Written by Joanne McCarthy, originally published on the Newsweaver blog on October 21, 2016.
Making molehills out of mountains: taking the mental block out of measurement and KPIs for internal communication
Internal communicators are well aware of the importance of measuring their work. In fact, Newsweaver’s recent Inside IC survey revealed that some 95% of IC staff recognise the importance of measurement. Those figures don’t correlate, however, with the percentages of staff who actually measure.
So what is stopping people from measuring, when they know its importance and value?
According to the survey results, one of the main things stopping people from measuring is the perception that it is difficult to do so. Some 68% of IC professionals who responded to the survey stated that it was difficult to measure the effectiveness of internal communications: that’s more than two-thirds of the industry. It is becoming increasingly clear that this perception is a blocker to measurement.

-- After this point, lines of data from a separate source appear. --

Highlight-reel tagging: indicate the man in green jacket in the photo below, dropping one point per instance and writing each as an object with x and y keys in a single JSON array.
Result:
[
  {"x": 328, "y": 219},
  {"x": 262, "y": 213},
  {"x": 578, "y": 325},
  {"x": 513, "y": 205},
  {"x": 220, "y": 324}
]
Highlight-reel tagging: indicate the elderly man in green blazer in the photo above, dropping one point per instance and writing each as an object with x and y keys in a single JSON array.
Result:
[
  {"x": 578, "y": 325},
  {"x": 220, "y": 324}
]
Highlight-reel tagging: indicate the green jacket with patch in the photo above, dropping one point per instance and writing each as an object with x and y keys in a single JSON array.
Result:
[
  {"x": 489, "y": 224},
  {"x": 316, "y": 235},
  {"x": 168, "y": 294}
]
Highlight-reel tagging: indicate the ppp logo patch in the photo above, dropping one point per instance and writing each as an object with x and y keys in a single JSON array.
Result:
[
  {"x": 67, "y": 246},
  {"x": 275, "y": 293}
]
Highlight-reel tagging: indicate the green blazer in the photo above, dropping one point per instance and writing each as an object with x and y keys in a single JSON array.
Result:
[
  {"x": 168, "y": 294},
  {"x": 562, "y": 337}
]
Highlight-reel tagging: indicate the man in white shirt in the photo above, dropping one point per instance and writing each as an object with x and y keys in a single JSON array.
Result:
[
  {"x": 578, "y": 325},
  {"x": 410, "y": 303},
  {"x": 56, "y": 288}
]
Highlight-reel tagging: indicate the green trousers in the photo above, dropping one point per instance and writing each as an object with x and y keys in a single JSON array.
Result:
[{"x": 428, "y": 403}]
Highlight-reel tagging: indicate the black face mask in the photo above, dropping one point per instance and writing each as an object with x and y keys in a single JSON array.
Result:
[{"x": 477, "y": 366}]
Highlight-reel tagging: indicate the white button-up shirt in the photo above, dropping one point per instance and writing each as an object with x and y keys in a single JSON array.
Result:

The issue was discussed with industry experts David Grossman, Angela Sinickas, Sam Marshall and Steve Crescenzo on our recent survey webinar. Their responses provided some interesting insights and food for thought.
Management Consultant Angela Sinickas said she was not at all surprised that 68% of IC professionals felt it was difficult to measure.
“Many of us went into the communications industry so we wouldn’t have to take any more math classes, so to be told 20 or 30 years later that we are expected to measure is a big switch!
“There is an assumption that it is difficult, but in truth it doesn’t have to be,” she said.
Steve Crescenzo, CEO of Crescenzo Communications, agreed.
“It is difficult to measure for a lot of internal communicators. The first issue is that they don’t like math. The next issue is that they are intimidated by it. The third issue is that they don’t have a lot of time. So many people are on a hamster wheel pushing out content and they don’t have extra time to measure.
“And the fourth thing is that they don’t know what to measure. So it is difficult, but so is anything worth doing in life,” he said.
Steve believes that communicators then decide not to measure, because it’s too difficult and they don’t have the time or resources. However, then they wonder why they don’t have the status that they would like in the organization.
“It’s because they don’t have the proof that what they do matters. But if it’s not worth measuring, it’s not worth doing,” he said.
An easier way
As someone who has worked in the communications industry for several years, the words of our industry experts really resonated with me. Are we really not measuring because of an instinctive dislike of math, a dislike that probably stems from school geometry classes? Are we really allowing ourselves to be intimidated into not measuring because we think we don’t know how to do it? Is this really one of the main barriers to successful measurement?
As a communicator, I relate to words over numbers; paper and conversation over technology. And I relate to the feeling of being intimidated and overwhelmed by the idea of measurement and data.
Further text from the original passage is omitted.